Thesis Anna Oja

Summary

Current vaccine strategies and cancer immunotherapies rely heavily on the induction of cytotoxic CD8+ T cells. CD4+ T cell help is required for optimal CD8+ T cell responses. Whether CD4+ T cells have a similar role in human tissues and cancer requires further investigation. In this thesis, we focused on the characterization of less conventional functions of human CD4+ T cells in different tissue compartments and cancer. Transcription factor Hobit identifies cytotoxic CD4+ T cells that arise during primary hCMV infection. We further defined the core signature of human lung CD4+ TRM, which display properties of CD8+ TRM and have a fast and polyfunctional recall response. Lung CD4+ TRM localize in heterogeneous patterns and consist of distinct subsets of TH1 and TH17 TRM, recognizing numerous pathogens. NSCLC tumors also contain polyfunctional pathogen-specific CD4+ TILs with a residency phenotype and PD-1 expression distinguishes functionally distinct subsets.
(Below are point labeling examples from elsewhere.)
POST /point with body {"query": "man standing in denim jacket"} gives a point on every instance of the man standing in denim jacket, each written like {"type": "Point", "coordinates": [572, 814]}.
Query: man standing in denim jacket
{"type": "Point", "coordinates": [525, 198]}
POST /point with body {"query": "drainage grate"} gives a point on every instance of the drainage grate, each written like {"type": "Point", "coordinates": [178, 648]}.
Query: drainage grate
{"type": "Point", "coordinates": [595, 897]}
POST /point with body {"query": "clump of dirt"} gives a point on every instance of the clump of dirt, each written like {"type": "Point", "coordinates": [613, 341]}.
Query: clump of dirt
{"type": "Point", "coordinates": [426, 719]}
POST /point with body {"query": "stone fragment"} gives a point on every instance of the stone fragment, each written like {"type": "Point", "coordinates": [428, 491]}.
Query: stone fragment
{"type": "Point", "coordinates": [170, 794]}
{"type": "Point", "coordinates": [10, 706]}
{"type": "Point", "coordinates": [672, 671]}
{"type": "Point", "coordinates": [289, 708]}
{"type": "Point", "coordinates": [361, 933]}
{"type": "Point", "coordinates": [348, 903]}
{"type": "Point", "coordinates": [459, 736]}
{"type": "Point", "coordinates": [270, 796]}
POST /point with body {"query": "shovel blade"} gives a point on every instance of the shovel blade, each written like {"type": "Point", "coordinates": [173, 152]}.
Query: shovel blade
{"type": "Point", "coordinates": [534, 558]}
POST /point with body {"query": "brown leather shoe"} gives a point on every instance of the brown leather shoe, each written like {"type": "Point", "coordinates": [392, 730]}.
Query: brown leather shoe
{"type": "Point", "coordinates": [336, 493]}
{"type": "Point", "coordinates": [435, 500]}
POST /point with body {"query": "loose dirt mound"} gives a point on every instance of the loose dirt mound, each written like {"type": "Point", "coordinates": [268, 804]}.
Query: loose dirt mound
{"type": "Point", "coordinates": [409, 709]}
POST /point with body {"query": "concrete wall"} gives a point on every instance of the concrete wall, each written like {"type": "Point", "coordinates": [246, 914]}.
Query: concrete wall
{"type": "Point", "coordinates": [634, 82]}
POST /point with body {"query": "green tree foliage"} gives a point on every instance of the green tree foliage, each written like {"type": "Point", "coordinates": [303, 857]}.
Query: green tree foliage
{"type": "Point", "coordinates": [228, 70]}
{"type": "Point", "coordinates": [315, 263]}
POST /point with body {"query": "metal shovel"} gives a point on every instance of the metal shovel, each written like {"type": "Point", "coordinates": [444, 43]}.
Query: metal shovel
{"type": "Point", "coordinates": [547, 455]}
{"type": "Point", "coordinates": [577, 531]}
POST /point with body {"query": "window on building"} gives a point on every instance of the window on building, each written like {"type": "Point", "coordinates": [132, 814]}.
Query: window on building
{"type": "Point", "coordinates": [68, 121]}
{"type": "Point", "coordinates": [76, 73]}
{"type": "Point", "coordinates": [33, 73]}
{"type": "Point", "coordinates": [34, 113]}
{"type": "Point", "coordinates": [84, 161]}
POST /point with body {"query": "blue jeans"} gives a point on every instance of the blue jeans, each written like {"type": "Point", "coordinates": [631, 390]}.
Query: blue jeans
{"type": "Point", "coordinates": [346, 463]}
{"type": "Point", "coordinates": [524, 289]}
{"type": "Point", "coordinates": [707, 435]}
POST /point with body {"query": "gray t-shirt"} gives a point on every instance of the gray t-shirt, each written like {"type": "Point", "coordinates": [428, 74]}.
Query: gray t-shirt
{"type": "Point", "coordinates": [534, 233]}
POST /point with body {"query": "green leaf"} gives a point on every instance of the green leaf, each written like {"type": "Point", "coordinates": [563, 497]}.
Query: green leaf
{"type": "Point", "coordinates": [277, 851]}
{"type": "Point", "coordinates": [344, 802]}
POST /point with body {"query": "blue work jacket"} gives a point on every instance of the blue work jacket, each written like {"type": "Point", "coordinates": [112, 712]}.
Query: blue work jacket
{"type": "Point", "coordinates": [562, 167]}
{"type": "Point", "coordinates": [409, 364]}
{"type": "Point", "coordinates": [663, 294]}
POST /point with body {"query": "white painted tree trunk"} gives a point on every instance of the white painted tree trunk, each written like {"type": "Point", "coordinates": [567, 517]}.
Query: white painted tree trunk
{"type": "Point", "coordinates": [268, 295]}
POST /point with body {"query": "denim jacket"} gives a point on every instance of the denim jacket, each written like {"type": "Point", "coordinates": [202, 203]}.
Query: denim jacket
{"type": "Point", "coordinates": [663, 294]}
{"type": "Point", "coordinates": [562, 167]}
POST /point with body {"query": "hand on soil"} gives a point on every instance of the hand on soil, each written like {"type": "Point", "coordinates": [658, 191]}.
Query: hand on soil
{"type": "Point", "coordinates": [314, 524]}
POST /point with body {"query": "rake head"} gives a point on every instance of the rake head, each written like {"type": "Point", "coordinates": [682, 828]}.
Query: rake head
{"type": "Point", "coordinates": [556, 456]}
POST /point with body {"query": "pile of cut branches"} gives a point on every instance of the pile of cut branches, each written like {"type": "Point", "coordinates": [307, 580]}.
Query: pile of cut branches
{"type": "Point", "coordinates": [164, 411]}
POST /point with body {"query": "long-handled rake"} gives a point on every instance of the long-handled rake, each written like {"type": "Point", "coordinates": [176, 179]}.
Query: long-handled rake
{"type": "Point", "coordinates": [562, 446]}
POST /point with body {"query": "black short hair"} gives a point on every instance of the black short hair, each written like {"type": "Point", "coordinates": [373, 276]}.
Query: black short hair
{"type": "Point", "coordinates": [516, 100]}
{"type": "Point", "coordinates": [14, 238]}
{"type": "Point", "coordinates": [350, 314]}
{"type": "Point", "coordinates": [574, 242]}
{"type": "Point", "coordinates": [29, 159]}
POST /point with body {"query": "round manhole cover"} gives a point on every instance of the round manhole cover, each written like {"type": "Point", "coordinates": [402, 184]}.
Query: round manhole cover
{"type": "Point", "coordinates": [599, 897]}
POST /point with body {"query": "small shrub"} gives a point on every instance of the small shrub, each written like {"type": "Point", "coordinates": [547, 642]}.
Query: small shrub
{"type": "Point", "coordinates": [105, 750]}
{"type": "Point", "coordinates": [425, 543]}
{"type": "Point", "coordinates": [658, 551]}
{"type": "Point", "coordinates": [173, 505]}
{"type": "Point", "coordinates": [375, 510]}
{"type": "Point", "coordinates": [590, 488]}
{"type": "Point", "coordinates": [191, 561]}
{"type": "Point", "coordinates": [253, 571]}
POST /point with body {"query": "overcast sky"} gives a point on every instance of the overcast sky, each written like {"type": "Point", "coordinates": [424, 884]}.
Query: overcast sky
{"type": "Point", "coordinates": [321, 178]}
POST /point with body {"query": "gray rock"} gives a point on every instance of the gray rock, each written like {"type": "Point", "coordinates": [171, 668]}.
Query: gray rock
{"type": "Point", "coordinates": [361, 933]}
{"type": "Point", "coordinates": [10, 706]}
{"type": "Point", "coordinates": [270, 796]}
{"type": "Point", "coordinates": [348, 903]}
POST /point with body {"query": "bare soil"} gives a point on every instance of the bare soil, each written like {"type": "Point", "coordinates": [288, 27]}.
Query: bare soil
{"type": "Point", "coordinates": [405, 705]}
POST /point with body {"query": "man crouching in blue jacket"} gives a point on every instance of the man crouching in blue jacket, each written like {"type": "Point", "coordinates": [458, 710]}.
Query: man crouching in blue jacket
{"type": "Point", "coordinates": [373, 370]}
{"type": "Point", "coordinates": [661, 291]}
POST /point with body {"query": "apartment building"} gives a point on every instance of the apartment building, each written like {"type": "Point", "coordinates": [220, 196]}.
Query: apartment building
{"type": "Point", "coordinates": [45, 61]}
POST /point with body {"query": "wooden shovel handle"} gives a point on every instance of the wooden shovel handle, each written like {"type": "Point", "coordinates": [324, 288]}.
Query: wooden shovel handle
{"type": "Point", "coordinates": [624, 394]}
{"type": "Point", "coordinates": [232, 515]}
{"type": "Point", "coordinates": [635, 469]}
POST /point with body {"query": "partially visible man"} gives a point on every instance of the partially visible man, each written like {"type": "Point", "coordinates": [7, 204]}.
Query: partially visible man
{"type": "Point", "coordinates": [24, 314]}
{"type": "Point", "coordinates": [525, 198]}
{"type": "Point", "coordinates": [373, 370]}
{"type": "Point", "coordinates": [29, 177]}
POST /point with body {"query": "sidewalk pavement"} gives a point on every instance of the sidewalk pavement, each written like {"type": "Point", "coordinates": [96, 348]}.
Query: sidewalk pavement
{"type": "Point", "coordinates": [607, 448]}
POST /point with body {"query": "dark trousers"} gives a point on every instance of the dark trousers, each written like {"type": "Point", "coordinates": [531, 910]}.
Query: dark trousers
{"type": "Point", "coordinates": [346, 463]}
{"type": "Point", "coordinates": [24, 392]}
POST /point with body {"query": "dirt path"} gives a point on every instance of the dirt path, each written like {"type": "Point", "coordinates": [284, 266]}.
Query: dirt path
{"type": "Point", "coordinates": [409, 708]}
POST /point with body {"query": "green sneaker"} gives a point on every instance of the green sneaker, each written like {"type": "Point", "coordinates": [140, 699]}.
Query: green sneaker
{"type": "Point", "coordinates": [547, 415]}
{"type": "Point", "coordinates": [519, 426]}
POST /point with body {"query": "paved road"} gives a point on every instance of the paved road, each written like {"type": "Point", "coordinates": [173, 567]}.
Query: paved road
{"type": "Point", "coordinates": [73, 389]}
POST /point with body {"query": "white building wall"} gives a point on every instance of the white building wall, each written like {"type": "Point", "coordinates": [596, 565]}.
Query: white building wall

The abundance of CXCL13+CD4+ TILs with a residency phenotype, significantly correlates with survival and frequencies of CD8+ TIL subsets shown to be enriched for tumor-specificity. This suggests that CXCL13+CD4+ TILs are important in anti-tumor immunity and reflect a patient’s ability to form an anti-tumor response. CD4+ TRM are also protective against coronaviruses. SARS-CoV-2 elicits a strong TH1 T cell response. COVID-19 ICU patients develop high antibody titers, but an impaired CD4+ T cell response. Furthermore, BALF of these patients contain T cells resembling circulating cells rather than TRM, suggestive of vascular leakage, altogether indicating misbalanced cellular and humoral responses in patients unable to control SARS-CoV-2 infection. Taken together, our findings shed light on the functionality of CD4+ TRM, which could be targeted in novel vaccine strategies and anti-cancer immunotherapies.